TRM Labs stated that no funds were flowing to the deposit addresses of major banks trade platforms. Accumulation was largely halted towards the end of 2023, after which both wallets remained dormant until this week’s enforcement decision.

This pattern strongly suggests that addresses serve as long-term backup vaults rather than tools for day-to-day operations.

This appointment is made for the first time OFAC It directly targeted wallets belonging to the Iranian central bank on the blockchain.

It underscores a broader shift in how Tehran is turning to crypto to bypass traditional banking restrictions.

TRM Labs has been tracking this activity for years and notes one consistent corporate playbook: big USDT deposits come in, are routed via bridges to Ethereum or Binance Smart Chain multi-signature custody setups, converted through decentralized finance protocols, and eventually routed to centralized exchanges.

Newly approved wallets are at the very beginning of this process. This latest action fits into a longer series of U.S. efforts to disrupt Iran’s crypto-enabled sanctions evasion network.

In January 2026, OFAC blacklisted two individuals EnglandRegistered exchanges Zedcex and Zedxion after TRM detected nearly $1 billion in stablecoin flows tied to IRGC-controlled accounts and designated terrorist financiers.

Iran’s domestic crypto economy Despite these pressures, he maintained his power; Trade volumes reached $11.4 billion in 2024 and $10 billion in 2025.

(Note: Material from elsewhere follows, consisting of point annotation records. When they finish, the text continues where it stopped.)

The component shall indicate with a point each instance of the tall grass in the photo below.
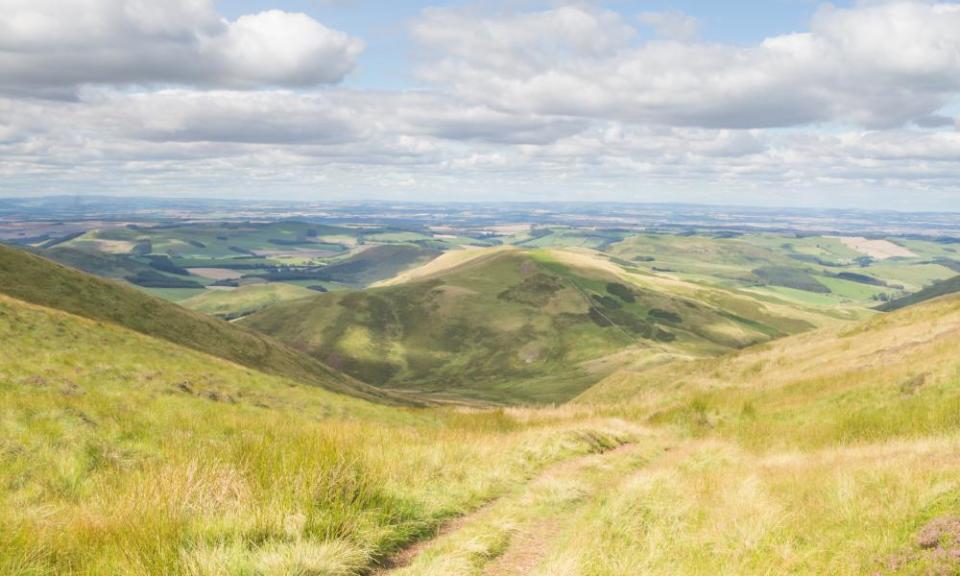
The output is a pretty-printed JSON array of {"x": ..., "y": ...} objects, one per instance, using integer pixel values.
[{"x": 124, "y": 455}]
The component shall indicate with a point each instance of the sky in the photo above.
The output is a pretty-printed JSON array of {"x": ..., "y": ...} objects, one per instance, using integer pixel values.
[{"x": 776, "y": 103}]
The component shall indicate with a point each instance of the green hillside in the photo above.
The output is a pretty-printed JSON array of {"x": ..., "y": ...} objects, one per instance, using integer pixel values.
[
  {"x": 245, "y": 300},
  {"x": 37, "y": 280},
  {"x": 125, "y": 455},
  {"x": 935, "y": 290},
  {"x": 517, "y": 326}
]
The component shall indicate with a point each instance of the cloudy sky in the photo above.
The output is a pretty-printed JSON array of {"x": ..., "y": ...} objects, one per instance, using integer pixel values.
[{"x": 774, "y": 102}]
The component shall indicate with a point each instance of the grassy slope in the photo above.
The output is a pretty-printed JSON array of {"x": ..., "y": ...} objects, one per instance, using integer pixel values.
[
  {"x": 795, "y": 451},
  {"x": 377, "y": 263},
  {"x": 791, "y": 267},
  {"x": 245, "y": 300},
  {"x": 514, "y": 326},
  {"x": 122, "y": 454},
  {"x": 935, "y": 290},
  {"x": 40, "y": 281}
]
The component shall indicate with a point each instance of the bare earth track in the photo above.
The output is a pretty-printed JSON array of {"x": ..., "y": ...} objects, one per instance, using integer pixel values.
[{"x": 513, "y": 535}]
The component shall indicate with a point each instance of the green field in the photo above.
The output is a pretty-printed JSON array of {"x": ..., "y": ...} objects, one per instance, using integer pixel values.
[
  {"x": 517, "y": 326},
  {"x": 754, "y": 430},
  {"x": 243, "y": 301}
]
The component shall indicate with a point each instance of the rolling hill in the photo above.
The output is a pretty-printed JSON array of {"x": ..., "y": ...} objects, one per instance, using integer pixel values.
[
  {"x": 40, "y": 281},
  {"x": 123, "y": 454},
  {"x": 935, "y": 290},
  {"x": 245, "y": 300},
  {"x": 507, "y": 325},
  {"x": 893, "y": 375}
]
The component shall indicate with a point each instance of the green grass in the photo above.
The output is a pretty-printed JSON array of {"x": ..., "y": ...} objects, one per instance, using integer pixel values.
[
  {"x": 34, "y": 279},
  {"x": 121, "y": 454},
  {"x": 935, "y": 290},
  {"x": 231, "y": 304},
  {"x": 510, "y": 327}
]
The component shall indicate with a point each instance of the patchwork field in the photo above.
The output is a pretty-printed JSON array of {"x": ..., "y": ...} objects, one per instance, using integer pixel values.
[{"x": 830, "y": 451}]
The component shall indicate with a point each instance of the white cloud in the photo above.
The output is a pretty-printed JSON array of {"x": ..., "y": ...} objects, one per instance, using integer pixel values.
[
  {"x": 671, "y": 25},
  {"x": 874, "y": 65},
  {"x": 50, "y": 47},
  {"x": 570, "y": 102}
]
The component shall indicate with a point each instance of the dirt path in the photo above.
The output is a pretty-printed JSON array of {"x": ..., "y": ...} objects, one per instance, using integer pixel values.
[{"x": 518, "y": 528}]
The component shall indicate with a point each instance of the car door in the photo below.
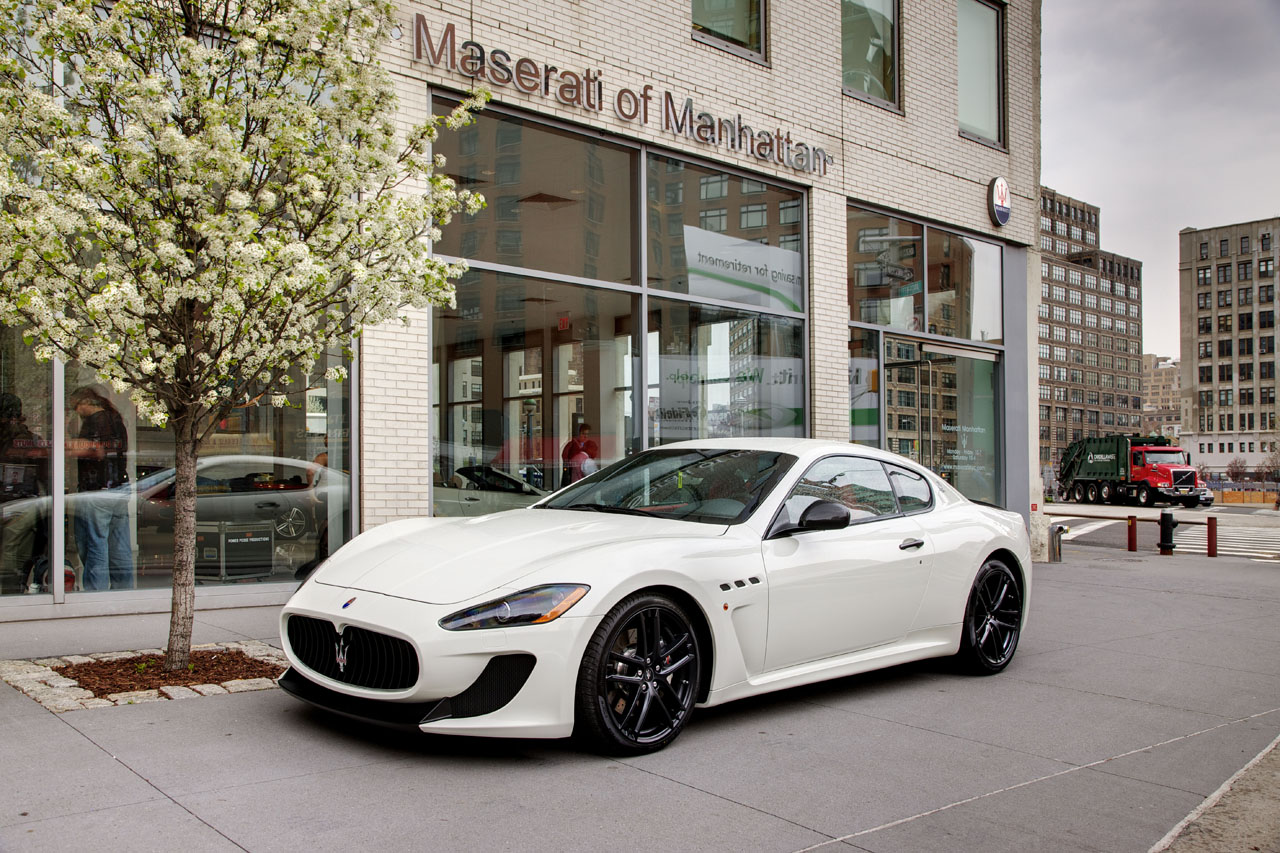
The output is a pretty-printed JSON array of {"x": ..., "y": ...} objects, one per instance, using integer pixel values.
[{"x": 833, "y": 592}]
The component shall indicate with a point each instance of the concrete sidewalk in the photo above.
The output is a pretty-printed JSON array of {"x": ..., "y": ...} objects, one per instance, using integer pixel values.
[{"x": 1141, "y": 687}]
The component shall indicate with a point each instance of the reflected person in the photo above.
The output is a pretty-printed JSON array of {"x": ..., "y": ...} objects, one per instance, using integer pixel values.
[{"x": 101, "y": 509}]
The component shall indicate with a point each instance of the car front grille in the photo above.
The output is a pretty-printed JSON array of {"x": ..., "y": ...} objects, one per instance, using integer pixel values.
[{"x": 359, "y": 657}]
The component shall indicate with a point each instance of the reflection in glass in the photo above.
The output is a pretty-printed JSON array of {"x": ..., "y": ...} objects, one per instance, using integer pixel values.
[
  {"x": 26, "y": 427},
  {"x": 942, "y": 411},
  {"x": 717, "y": 372},
  {"x": 734, "y": 21},
  {"x": 965, "y": 291},
  {"x": 864, "y": 387},
  {"x": 526, "y": 365},
  {"x": 868, "y": 48},
  {"x": 718, "y": 236},
  {"x": 886, "y": 282},
  {"x": 556, "y": 201},
  {"x": 978, "y": 68}
]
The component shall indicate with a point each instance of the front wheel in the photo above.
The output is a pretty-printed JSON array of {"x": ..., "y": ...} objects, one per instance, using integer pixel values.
[
  {"x": 992, "y": 620},
  {"x": 639, "y": 678}
]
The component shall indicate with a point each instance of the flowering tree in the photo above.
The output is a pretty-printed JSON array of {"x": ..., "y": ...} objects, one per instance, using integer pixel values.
[{"x": 201, "y": 197}]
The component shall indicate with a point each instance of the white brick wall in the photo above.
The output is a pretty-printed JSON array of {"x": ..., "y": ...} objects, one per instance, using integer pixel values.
[{"x": 913, "y": 162}]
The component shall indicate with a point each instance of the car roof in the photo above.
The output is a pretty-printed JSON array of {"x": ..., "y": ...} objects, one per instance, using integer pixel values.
[{"x": 803, "y": 447}]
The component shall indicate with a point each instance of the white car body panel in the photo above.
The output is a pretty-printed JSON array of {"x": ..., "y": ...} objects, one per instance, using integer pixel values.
[{"x": 780, "y": 612}]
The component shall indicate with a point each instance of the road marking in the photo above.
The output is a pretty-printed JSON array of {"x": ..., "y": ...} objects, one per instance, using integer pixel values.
[{"x": 1079, "y": 530}]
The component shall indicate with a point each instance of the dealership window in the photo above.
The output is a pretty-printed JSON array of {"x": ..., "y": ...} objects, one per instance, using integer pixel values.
[
  {"x": 736, "y": 26},
  {"x": 720, "y": 372},
  {"x": 979, "y": 69},
  {"x": 726, "y": 256},
  {"x": 869, "y": 49},
  {"x": 557, "y": 210}
]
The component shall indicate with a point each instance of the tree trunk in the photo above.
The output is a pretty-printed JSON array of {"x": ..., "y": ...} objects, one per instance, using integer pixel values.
[{"x": 183, "y": 610}]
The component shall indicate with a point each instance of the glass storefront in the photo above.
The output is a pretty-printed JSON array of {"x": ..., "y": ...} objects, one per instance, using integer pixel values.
[
  {"x": 927, "y": 387},
  {"x": 273, "y": 486},
  {"x": 534, "y": 377}
]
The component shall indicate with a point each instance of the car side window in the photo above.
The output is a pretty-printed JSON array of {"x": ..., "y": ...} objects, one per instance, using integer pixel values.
[
  {"x": 913, "y": 491},
  {"x": 858, "y": 483}
]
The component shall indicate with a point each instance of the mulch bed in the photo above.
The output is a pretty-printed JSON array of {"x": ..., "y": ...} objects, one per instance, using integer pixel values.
[{"x": 146, "y": 671}]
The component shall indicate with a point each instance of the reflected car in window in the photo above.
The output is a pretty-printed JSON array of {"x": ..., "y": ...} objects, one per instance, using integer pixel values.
[
  {"x": 288, "y": 492},
  {"x": 480, "y": 489},
  {"x": 686, "y": 575}
]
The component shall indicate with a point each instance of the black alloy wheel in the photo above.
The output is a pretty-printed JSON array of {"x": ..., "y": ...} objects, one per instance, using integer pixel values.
[
  {"x": 992, "y": 621},
  {"x": 291, "y": 524},
  {"x": 639, "y": 676}
]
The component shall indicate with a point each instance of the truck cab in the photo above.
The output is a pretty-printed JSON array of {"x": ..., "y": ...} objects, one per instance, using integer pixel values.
[{"x": 1168, "y": 473}]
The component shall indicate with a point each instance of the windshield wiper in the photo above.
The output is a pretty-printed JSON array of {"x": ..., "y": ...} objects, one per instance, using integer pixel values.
[{"x": 600, "y": 507}]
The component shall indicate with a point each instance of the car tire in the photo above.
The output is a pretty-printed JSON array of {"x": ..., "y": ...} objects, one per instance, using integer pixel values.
[
  {"x": 992, "y": 620},
  {"x": 291, "y": 524},
  {"x": 639, "y": 678}
]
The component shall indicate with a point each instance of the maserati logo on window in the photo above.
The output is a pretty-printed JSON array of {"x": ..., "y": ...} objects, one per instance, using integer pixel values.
[{"x": 341, "y": 649}]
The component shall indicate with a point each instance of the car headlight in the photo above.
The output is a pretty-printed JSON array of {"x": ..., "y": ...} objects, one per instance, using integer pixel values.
[{"x": 526, "y": 607}]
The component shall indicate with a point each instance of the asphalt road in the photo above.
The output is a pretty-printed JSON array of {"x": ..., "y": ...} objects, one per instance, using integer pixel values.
[{"x": 1141, "y": 685}]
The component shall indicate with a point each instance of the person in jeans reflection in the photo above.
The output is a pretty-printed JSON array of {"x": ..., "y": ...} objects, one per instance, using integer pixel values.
[{"x": 101, "y": 511}]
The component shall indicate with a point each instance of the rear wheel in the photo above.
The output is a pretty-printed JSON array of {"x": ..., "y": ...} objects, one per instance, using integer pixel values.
[
  {"x": 639, "y": 678},
  {"x": 992, "y": 620}
]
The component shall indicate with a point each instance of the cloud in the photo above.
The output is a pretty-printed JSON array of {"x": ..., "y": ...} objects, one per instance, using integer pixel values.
[{"x": 1161, "y": 113}]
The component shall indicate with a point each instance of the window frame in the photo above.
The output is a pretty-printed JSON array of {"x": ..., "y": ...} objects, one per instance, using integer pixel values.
[
  {"x": 1001, "y": 78},
  {"x": 730, "y": 46},
  {"x": 895, "y": 104}
]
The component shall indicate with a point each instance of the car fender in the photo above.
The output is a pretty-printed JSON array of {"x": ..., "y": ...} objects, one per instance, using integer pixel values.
[{"x": 723, "y": 576}]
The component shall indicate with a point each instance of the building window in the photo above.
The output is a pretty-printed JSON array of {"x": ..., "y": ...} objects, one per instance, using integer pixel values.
[
  {"x": 736, "y": 26},
  {"x": 868, "y": 32},
  {"x": 979, "y": 69}
]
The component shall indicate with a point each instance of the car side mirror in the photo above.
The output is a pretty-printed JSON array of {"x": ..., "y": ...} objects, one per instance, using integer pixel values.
[{"x": 824, "y": 515}]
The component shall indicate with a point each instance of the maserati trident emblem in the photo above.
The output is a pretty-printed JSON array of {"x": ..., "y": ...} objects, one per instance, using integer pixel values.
[{"x": 341, "y": 652}]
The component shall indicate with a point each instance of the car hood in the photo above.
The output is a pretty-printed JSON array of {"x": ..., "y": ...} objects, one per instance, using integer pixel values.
[{"x": 446, "y": 561}]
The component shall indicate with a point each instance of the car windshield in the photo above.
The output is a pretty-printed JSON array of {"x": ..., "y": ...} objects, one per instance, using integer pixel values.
[
  {"x": 1165, "y": 457},
  {"x": 707, "y": 486}
]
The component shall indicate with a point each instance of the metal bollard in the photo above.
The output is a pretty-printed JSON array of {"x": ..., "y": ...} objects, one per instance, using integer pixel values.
[
  {"x": 1055, "y": 542},
  {"x": 1166, "y": 533}
]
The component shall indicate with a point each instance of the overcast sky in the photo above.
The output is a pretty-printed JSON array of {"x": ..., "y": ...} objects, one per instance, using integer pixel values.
[{"x": 1165, "y": 114}]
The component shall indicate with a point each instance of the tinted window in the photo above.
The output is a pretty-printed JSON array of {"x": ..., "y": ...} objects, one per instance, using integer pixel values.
[
  {"x": 913, "y": 489},
  {"x": 860, "y": 484}
]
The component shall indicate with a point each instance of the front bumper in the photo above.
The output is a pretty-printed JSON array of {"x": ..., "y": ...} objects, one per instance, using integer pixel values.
[
  {"x": 515, "y": 682},
  {"x": 1178, "y": 495}
]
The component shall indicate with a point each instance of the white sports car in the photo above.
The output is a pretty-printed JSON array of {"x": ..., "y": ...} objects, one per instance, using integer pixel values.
[{"x": 686, "y": 575}]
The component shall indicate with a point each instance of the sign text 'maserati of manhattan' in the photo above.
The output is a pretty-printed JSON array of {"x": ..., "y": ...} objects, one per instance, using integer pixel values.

Platforms such as Nobitex continue to serve as key gateways between the country’s local market and regime-linked actors.

Financial institutions and compatibility For teams, sanctions carry direct practical weight.

TRM Laboratories He noted that any entity that may have touched these flows, either directly or through intermediaries, must now conduct urgent reviews of counterparty risk.

This move also sends a clear signal. Treasury no longer limits its reach to brokers and exchanges; now it targets the sovereign reserve layer itself. TRM Laboratories Its latest update concluded that as cryptocurrency becomes more deeply incorporated into government financial strategies around the world, regulators appear poised to treat once traditionally segregated on-chain reserve assets with the same scrutiny. bank accounts.